SMRs and AMRs

Sunday, March 22, 2009

On kids and cuts: Plain talk from a congressman

"To continue demoralizing our students and parents with programmatic cuts while rewarding failure in our financial system is unacceptable."
What about a bonus for our children?

By Rep. Tim Walz (D-Minn.)
Reprinted from the Mankato Free Press
March 21, 2009

On Monday evening, I attended the Mankato Public Schools forum on the upcoming budget adjustments. I observed this meeting as the father of a Roosevelt Elementary second grader. As students, parents, teachers and counselors spoke passionately about what the cuts would mean for the Mankato area and the activities they believe are worth sustaining, I found myself more proud than ever before that I am a part of this community.

When West freshman Michael Maurer spoke, I could not help remembering other young men like Michael who sat in my classroom. He spoke with confidence about the sense of belonging that he felt as part of the academic decathlon team. Countless times my colleagues and I watched as a shy, self-conscious freshman entered that big high school building, only to be transformed from an outsider in awe of the upperclassmen to an integral part of the fabric of the school community. The most common factor in this transformation was the student’s involvement in activities like speech, debate, cheerleading and academic decathlon.
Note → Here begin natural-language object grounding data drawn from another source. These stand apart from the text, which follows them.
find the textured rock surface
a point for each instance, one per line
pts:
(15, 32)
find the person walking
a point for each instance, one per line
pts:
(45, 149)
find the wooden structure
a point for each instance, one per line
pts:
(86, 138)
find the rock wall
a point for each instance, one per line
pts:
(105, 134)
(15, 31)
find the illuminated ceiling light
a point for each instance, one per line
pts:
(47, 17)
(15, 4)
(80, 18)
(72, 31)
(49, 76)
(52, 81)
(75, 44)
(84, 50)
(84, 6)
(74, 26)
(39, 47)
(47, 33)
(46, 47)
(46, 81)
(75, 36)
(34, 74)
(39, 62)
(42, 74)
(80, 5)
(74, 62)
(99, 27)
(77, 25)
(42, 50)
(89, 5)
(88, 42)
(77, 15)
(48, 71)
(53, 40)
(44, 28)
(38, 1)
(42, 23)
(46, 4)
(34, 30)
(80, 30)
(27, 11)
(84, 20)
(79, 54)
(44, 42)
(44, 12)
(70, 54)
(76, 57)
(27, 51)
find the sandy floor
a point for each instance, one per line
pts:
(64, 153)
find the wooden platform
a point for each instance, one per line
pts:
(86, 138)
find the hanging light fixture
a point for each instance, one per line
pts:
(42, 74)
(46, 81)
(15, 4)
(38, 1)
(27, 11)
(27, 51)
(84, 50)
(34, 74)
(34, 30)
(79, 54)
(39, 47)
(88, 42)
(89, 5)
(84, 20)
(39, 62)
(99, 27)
Michael and his teammates spoke out because the hard choices involved in balancing the budget means these programs will likely be cut. Many of these students and parents understood that so much more than a “program” was being cut; rather a way to belong was ending.

The truly tragic thing is that when I came back to Washington, D.C., on Tuesday, the news broke that AIG would be doling out bonuses not to the beacons of the financial industry, but rather to the people who invented the exotic financial tools that caused part of the meltdown.
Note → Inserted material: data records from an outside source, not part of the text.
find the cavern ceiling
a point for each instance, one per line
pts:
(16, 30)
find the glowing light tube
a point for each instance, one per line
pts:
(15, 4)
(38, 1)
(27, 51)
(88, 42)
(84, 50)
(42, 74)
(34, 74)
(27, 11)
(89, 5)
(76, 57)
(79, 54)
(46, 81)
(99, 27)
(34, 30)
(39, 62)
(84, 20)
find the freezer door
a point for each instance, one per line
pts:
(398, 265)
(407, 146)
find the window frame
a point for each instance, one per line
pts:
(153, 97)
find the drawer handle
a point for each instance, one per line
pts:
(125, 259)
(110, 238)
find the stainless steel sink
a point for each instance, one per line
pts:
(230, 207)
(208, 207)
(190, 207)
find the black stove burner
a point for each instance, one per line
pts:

The anger and frustration that I feel is because this was so preventable. Last fall, after I voted against the first Wall Street bailout, my vote was characterized by some as irresponsible. At the time, I publicly cited the failure of the bailout package to address excessive executive compensation as one of the primary reasons I could not vote for it.

Today, we see how fundamentally unfair it is that the Wall Street bailout provides million-dollar bonuses to executives who made bad decisions. In contrast, the leadership of Ed Waltman and the Mankato School Board has made our school district a beacon to which others aspire. But sadly, there are no bonuses for schools. Even beacons like Mankato are facing deep and dramatic cuts this year.
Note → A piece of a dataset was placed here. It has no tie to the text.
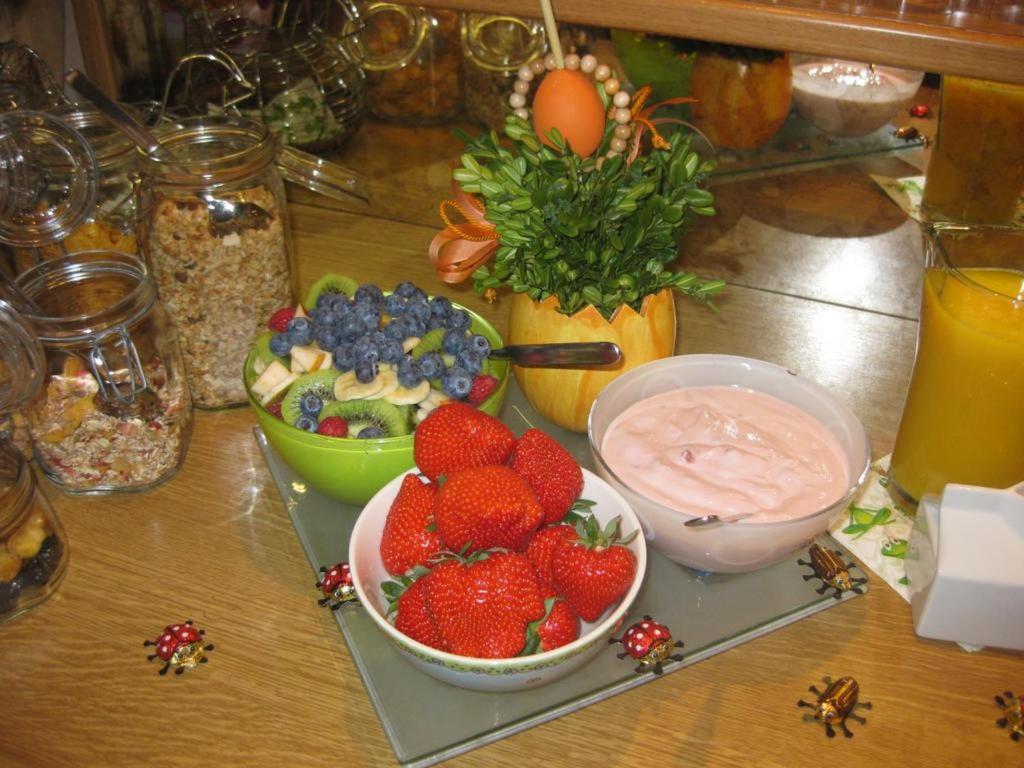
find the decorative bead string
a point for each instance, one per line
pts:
(620, 111)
I am saddened for the young people of our community who are seeing their opportunity to gain the sense of belonging and self-confidence that comes with participation in these activities eliminated while we watch fat-cat CEOs and unscrupulous financial brokers walk away with taxpayer dollars for a job poorly done.

As we prepare the fiscal year federal 2010 budget, I will continue to be governed by the conviction that a budget is far more than just a spreadsheet; it is a moral document that reflects our values as a country and rewards those who we believe to be inspirational examples for the rest of the country.

We can and must do better for our children. We must invest in them and the future and in inspiring the country to greater heights. To continue demoralizing our students and parents with programmatic cuts while rewarding failure in our financial system is unacceptable.

Tim Walz is a Democrat from Mankato who represents the 1st Congressional District of Minnesota.